1. INTRODUÇÃO
O presente estudo surgiu da necessidade premente de preencher uma lacuna no estudo da prova judicial especialmente quanto a sua qualidade (para fornecer certeza) e os sistemas de legitimização da prova judicial.
Para tanto utilizamos o recorte metodológico de apresentar uma obra cinematográfica chamada “A CAÇA” que demonstra o problema da ausência de um sistema de legitimização da prova judicial.
Para demonstrar que a problemática levantada no filme é corriqueira no foro criminal bandeirante, analisamos a título prático um estudo de campo, onde uma forte evidência, somada a ausência de um sistema de legitimização da prova judicial, por pouco não foi o suficiente para produzir um erro judiciário enorme que redundaria na condenação de uma pessoa absolutamente inocente.
Daí a importância de denunciar os perigos da transmutação de um juízo de valor (evidência) numa dita prova judicial (certeza de culpabilidade).
Apontamos o critério do confirmável como sistema objetivo para reduzir a fórmula matemática do processo penal do senso comum teórico (processo penal = fastfood, peça pelo número): acusação da vítima (inquérito) + repetição da acusação da vítima (juízo) = sentença penal condenatória.
Ora, se a palavra da vítima não puder ser confirmada ou contraditada, sua força probatória (condenatória) fica reduzida no mosaico do conjunto probatório, devendo, conduzir ao axioma do in dúbio pro reo.
Após analisar sistematicamente o filme, o estudo de campo e o critério do confirmável, concluímos o estudo postulando que esse seja o ponto de partida para o desenvolvimento de sistemas de legitimização da prova judicial penal (ausentes no Código de Processo Penal), exportando objetivamente a apreciação da prova (extrinsecamente) para fora da decisão judicial (intrinsecamente), evitando-se com isso, excesso de subjetivismos e decisionismos quando não se tem certeza absoluta de um determinado fato.
2. O FILME “A CAÇA” COMO ALERTA A INEXISTÊNCIA DE UM SISTEMA DE LEGITIMIZAÇÃO DA PROVA JUDICIAL
Claro, o tema provas é um pilar de ferro do Processo Penal, pois é o substrato recognitivo para a formação da convicção do Juiz.
É a prova que conta a micro-história do crime, e, a um só tempo informa o Magistrado (ignorante quanto aos fatos) e o persuade, impondo como resultado dessa equação uma decisão.
Claro que o Código de Processo Penal está permeado de juízos a posteriori, seguindo o raciocínio atire primeiro, pergunte depois.

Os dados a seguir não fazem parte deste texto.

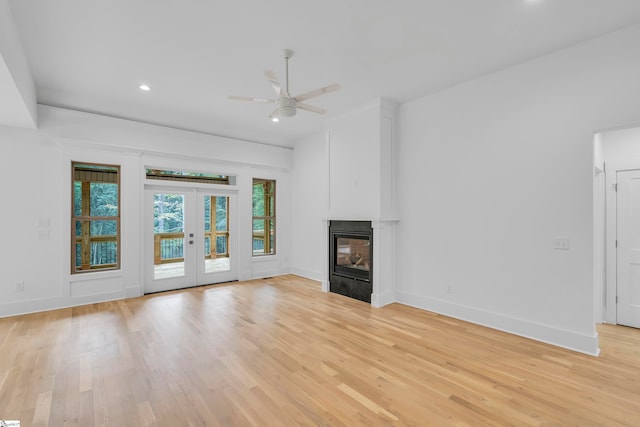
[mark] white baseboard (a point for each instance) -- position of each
(381, 299)
(133, 292)
(571, 340)
(308, 274)
(55, 303)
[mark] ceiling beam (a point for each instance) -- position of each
(18, 105)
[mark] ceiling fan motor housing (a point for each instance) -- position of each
(286, 107)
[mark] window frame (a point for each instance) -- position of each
(88, 218)
(269, 216)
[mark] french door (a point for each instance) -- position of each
(189, 238)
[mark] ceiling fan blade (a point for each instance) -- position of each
(271, 76)
(317, 92)
(249, 98)
(311, 108)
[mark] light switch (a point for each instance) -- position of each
(561, 243)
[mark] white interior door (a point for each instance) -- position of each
(628, 253)
(189, 238)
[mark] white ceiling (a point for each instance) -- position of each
(92, 55)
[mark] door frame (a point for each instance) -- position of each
(611, 221)
(193, 193)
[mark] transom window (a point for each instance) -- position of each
(95, 218)
(264, 217)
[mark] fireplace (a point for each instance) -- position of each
(351, 259)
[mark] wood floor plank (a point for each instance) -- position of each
(280, 352)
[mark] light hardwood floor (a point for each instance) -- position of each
(281, 352)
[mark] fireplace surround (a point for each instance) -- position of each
(351, 259)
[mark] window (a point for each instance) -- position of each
(186, 176)
(95, 217)
(264, 217)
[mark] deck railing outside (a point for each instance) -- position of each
(169, 247)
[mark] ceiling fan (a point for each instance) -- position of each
(287, 105)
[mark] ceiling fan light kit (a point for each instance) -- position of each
(287, 105)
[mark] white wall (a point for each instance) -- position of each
(310, 201)
(35, 167)
(491, 171)
(621, 144)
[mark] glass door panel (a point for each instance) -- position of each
(216, 233)
(189, 238)
(168, 235)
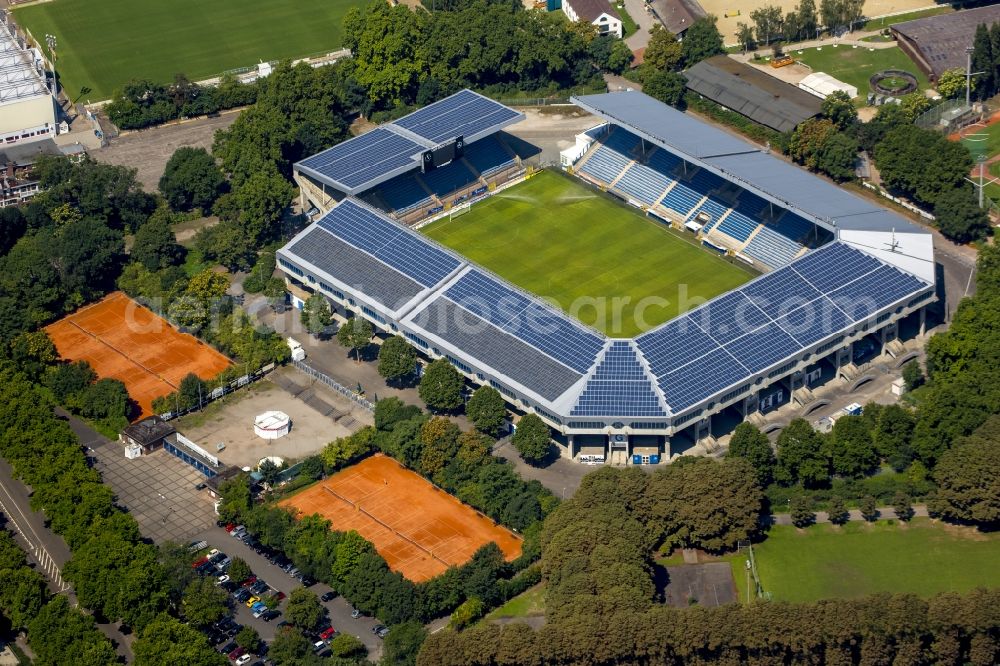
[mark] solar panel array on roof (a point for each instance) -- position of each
(358, 160)
(388, 242)
(481, 340)
(463, 114)
(619, 387)
(758, 326)
(539, 325)
(354, 268)
(743, 162)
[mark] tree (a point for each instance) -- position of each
(702, 503)
(982, 61)
(396, 358)
(749, 443)
(203, 602)
(532, 439)
(355, 334)
(441, 386)
(702, 40)
(487, 410)
(838, 108)
(852, 453)
(744, 35)
(154, 245)
(869, 509)
(239, 570)
(837, 511)
(959, 217)
(951, 83)
(166, 641)
(402, 644)
(801, 510)
(668, 87)
(800, 457)
(968, 483)
(248, 639)
(191, 179)
(304, 609)
(346, 646)
(663, 52)
(903, 506)
(767, 22)
(317, 315)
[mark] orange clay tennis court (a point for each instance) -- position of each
(123, 340)
(419, 529)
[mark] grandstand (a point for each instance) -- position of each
(384, 167)
(844, 276)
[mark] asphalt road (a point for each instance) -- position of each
(339, 610)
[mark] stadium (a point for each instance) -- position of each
(831, 278)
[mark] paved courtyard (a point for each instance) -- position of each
(158, 490)
(318, 417)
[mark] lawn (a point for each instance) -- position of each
(923, 558)
(587, 252)
(104, 43)
(855, 65)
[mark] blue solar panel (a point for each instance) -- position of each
(463, 114)
(619, 387)
(728, 317)
(543, 327)
(355, 162)
(383, 239)
(763, 348)
(675, 343)
(780, 292)
(814, 321)
(875, 291)
(701, 379)
(833, 266)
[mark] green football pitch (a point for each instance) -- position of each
(596, 258)
(858, 559)
(103, 44)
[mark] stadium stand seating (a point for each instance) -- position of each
(403, 193)
(487, 156)
(446, 180)
(643, 183)
(772, 248)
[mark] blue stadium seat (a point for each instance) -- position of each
(447, 179)
(403, 193)
(774, 249)
(738, 226)
(487, 156)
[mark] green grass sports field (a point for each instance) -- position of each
(105, 43)
(565, 242)
(857, 559)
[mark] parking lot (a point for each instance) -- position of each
(338, 610)
(158, 490)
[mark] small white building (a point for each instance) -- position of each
(27, 107)
(596, 12)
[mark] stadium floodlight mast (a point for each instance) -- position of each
(50, 40)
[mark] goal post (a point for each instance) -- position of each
(459, 210)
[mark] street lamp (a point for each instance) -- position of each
(50, 40)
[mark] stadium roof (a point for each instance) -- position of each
(486, 326)
(751, 92)
(362, 162)
(942, 40)
(20, 76)
(740, 161)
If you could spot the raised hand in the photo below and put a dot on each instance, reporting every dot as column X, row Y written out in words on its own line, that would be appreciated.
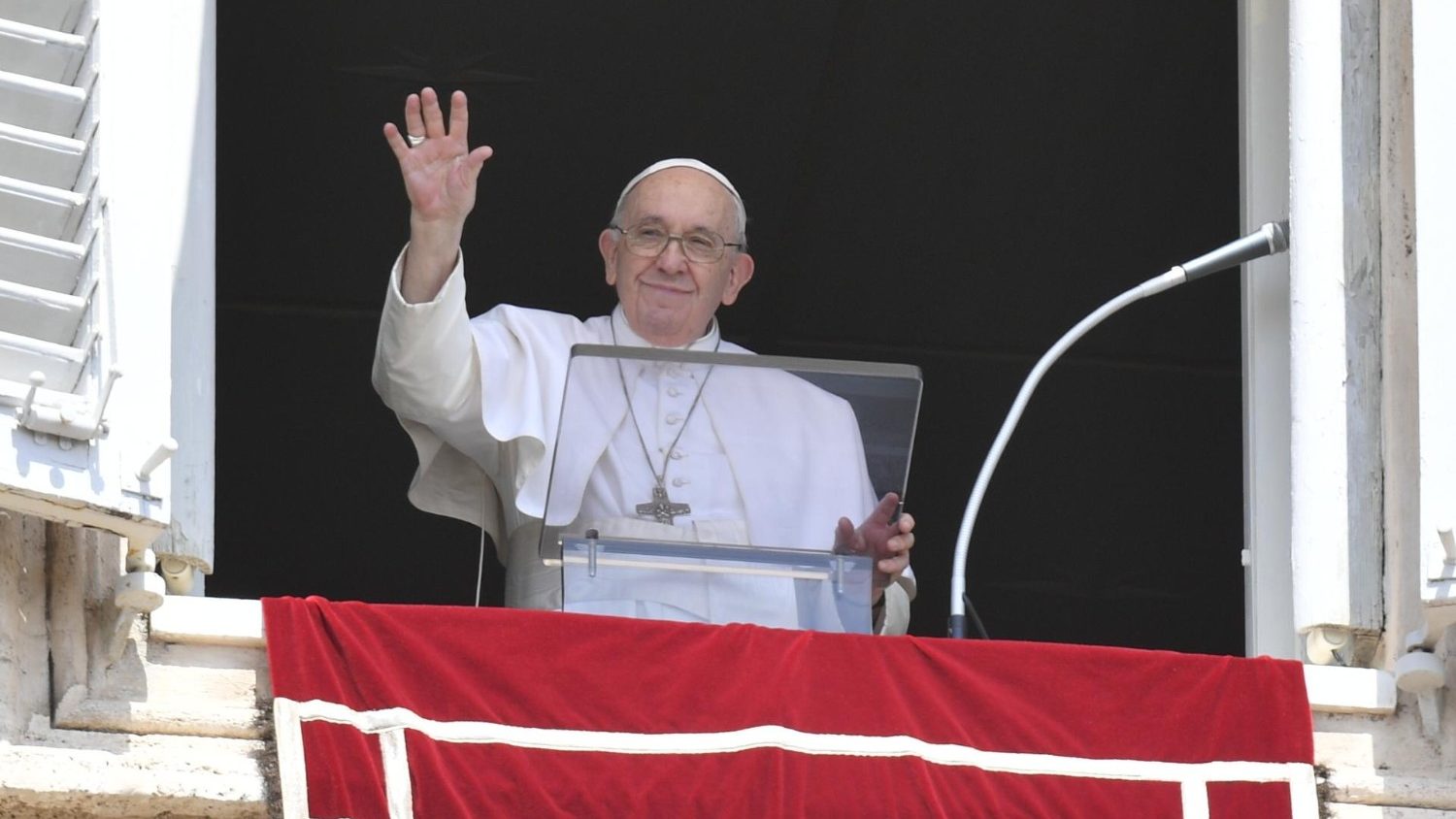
column 887, row 540
column 440, row 174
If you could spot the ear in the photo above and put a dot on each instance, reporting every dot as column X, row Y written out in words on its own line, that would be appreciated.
column 739, row 276
column 608, row 245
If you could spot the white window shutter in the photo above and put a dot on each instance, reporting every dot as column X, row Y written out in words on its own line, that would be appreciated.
column 105, row 121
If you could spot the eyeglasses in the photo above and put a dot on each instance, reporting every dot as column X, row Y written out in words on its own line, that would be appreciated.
column 649, row 241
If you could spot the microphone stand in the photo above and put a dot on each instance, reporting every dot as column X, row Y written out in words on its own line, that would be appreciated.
column 1273, row 238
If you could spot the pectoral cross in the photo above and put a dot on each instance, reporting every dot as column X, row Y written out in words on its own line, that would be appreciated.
column 663, row 508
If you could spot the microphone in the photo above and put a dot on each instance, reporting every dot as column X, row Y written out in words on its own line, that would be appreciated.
column 1267, row 241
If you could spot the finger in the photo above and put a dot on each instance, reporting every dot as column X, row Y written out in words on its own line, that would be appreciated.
column 885, row 508
column 844, row 533
column 459, row 116
column 906, row 522
column 414, row 119
column 478, row 157
column 903, row 542
column 430, row 108
column 396, row 143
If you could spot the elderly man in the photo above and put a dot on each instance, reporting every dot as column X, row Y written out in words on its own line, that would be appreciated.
column 480, row 398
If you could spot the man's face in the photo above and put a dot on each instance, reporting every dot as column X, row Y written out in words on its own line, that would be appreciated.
column 670, row 300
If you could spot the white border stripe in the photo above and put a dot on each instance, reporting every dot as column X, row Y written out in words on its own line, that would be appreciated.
column 1194, row 799
column 1298, row 774
column 293, row 781
column 399, row 795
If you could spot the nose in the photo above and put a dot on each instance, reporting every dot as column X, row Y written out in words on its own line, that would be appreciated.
column 673, row 258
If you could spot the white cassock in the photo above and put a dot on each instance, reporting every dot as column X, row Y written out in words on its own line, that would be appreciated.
column 763, row 458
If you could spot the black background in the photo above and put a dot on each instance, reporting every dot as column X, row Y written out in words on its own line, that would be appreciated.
column 949, row 185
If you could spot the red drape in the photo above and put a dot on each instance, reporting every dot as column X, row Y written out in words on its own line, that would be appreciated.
column 832, row 725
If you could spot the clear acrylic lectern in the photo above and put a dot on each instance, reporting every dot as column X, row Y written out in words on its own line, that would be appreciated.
column 707, row 486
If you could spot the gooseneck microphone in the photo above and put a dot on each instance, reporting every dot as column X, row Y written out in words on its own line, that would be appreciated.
column 1272, row 238
column 1267, row 241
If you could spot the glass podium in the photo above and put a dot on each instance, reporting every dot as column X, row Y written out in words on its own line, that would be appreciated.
column 710, row 486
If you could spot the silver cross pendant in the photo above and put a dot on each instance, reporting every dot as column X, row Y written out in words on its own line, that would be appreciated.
column 663, row 508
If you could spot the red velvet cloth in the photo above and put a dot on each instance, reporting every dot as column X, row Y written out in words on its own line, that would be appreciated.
column 603, row 673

Ou, prenda primeiro, e apure depois; que em todo caso prejudica a gestão da prova (dentro do princípio da paridade de armas).
Aliás, em hardcases, como confirmar a veracidade e qualidade da prova produzida em juízo?
Seguindo a lógica do sistema, a prova produzida em sede inquisitiva deverá ser confirmada em Juízo (salvo as hipóteses legais).
E a prova produzida judicial, como confirmá-la?
Seria uma indagação infame? Provavelmente aqueles que aceitam as fórmulas prontas logo concluiriam: Ora, a legitimação da prova fica a cargo da livre convencimento motivado do Magistrado, cotejando as provas, e, na dúvida, aplicando-se o axioma do in dúbio pro reo.
Cada vez mais o garantismo penal vem rechaçando essa teoria, ante o estado mental paranóico dos Magistrados ao decidir. É necessário decidir com acerto, com certeza. E a certeza só pode ser produzida através de uma prova legítima, confiável (ou seja, confirmável).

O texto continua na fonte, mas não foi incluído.